CNPs effect on Vis spectrum of Cr(VI) acid solution during the treatment and Vis spectrum of Cr(VI) at neutral pH in presence of CNPs (black line) for comparison.

The chemical reduction of permanganate can be achieved without any acid mediation. In fact, it is reported that KMnO4 promotes new defect sites on dot sites [62] and, according to the proposed rationale, the reduction of permanganate ion in the colorless Mn2+. This behavior does not induce chemical changes on CNPs surface, according to FT-IR and ζ-potential investigations.
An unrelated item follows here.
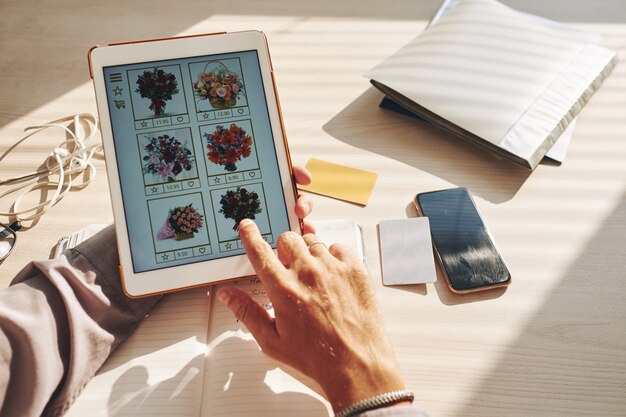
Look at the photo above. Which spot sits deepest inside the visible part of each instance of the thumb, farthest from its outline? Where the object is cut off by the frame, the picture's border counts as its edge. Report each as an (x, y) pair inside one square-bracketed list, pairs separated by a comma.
[(251, 314)]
The Mn oxidation state change was observed by means of UV-Visible spectroscopy (Figure 5b) by monitoring the rapid bleaching of the typical band of permanganate ion. As was reported in the case of Cr(VI), fluorescence measurements (Figure S6) confirms the rationale pointed out by means of UV-Visible spectroscopy. Mn(VII) is able to promote the formation of new defect sites on the CNPs, activating the carbon allotropes for the permanganate reduction, and this phenomenon (analogously to the acid effect) induces a photoluminescence quenching. Mn(II) is not able to modify the CNPs, so the carbon dots fluorescence is weakly influenced by the presence of Mn(II) ions.

5. Conclusions

Spent coffee grounds have been successfully used as a carbon source for synthetizing CNPs by an eco-friendly approach working at 200 °C and at ambient pressure for 90 min in MilliQ grade water. The complex chemical and mineral composition of coffee grounds, ensuring their peculiar optical properties, have been deeply investigated and exploited for the fast reduction of Cr(VI) to Cr(III) in aqueous media in a weak acid environment. The Cr(VI) remediation process based on the synthetized CNPs has been investigated and clarified by means of spectroscopic approaches. The mechanism has been demonstrated to be ruled by the activation of CNPs surface chemical groups, which became active sites for the chemical reduction of the toxic ion. Further, Mn(VI) has been reduced to Mn(II), in water, without acid activation according to data reported in the literature for other carbon based-nanosystems.